Le « crédit hivernal » québécois se distingue également de Tempo par sa capacité à s’adapter aux besoins réels du réseau. En France, l’option Tempo doit obligatoirement comporter 22 jours rouges par saison, outre les 300 jours bleus et 43 jours blancs, même si l’hiver est doux et que le réseau n’est pas particulièrement sollicité. Un fonctionnement rigide qui étonne de nombreux abonnés, notamment au mois de mars, lorsque le gestionnaire du réseau électrique RTE est contraint de positionner les derniers jours rouges non utilisés malgré des températures clémentes.

Au Québec, les « évènements de pointe » sont un peu moins encadrés. Ils peuvent être placés n’importe quel jour de la semaine, entre 6 h et 9 h et entre 16 h et 20 h, du 1ᵉʳ décembre au 31 mars. S’il n’y a pas de quota minimal d’évènements, un plafond limite à 33 le nombre d’activations pour un maximum de 100 heures par saison.

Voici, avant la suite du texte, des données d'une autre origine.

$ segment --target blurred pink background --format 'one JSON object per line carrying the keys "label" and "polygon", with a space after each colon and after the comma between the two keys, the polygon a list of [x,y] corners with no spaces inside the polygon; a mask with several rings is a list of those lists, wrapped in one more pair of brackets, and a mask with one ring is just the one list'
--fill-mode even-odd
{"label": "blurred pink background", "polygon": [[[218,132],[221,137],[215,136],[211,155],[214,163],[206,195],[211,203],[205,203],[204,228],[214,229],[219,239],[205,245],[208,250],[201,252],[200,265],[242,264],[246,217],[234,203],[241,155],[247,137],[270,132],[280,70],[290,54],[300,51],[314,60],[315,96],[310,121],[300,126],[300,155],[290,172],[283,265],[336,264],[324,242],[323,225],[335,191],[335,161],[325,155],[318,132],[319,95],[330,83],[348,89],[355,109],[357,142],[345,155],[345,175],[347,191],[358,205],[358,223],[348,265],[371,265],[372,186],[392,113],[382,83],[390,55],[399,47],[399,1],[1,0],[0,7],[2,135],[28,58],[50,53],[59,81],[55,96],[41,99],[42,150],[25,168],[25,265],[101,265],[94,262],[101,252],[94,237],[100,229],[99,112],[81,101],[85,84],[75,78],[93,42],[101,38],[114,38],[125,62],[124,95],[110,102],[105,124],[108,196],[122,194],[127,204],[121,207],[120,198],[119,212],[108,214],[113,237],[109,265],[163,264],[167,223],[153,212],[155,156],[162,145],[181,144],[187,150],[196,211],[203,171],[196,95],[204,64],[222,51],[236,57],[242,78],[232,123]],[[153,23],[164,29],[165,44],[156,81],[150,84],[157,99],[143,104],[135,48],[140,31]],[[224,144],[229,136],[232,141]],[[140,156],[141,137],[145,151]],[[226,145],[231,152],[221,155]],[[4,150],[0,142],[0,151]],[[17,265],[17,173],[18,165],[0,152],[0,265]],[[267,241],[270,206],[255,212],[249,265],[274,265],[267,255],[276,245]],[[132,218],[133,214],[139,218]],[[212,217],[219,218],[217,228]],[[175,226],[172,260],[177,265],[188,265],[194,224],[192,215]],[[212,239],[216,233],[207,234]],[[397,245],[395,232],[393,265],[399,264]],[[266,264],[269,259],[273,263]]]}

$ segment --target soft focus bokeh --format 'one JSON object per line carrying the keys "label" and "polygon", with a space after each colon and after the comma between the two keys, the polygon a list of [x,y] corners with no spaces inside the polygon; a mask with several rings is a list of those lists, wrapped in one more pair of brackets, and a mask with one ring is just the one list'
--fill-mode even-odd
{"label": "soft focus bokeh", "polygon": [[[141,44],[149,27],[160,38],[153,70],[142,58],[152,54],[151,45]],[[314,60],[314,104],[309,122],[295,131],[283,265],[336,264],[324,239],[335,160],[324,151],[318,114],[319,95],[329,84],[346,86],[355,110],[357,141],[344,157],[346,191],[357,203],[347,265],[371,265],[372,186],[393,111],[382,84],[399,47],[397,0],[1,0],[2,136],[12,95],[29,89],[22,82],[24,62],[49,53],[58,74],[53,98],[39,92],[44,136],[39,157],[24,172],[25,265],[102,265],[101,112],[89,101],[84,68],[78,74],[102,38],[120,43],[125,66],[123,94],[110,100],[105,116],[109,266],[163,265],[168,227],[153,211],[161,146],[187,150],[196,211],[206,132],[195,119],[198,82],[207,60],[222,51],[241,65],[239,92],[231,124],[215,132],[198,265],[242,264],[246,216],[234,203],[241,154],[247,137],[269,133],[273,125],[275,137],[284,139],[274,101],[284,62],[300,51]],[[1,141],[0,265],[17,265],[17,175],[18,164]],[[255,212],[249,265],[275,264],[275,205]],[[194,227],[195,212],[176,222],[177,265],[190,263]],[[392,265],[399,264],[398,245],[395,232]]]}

Une offre parallèle à 3 centimes le kilowattheure

À noter qu’Hydro-Québec propose une autre offre à tarification dynamique, plus proche de l’option Tempo française, baptisée « tarif D Flex ». L’abonné bénéficie d’un kilowattheure extrêmement bon marché facturé entre 0,05 et 0,08 $ (0,03 à 0,05 €) en hiver et entre 0,07 et 0,10 $ (0,05 à 0,07 €) en été. En contrepartie, le tarif s’envole à 0,54 $/kWh (0,37 €) durant les évènements de pointe hivernaux. Le consommateur peut donc choisir entre deux méthodes pour stimuler sa sobriété énergétique.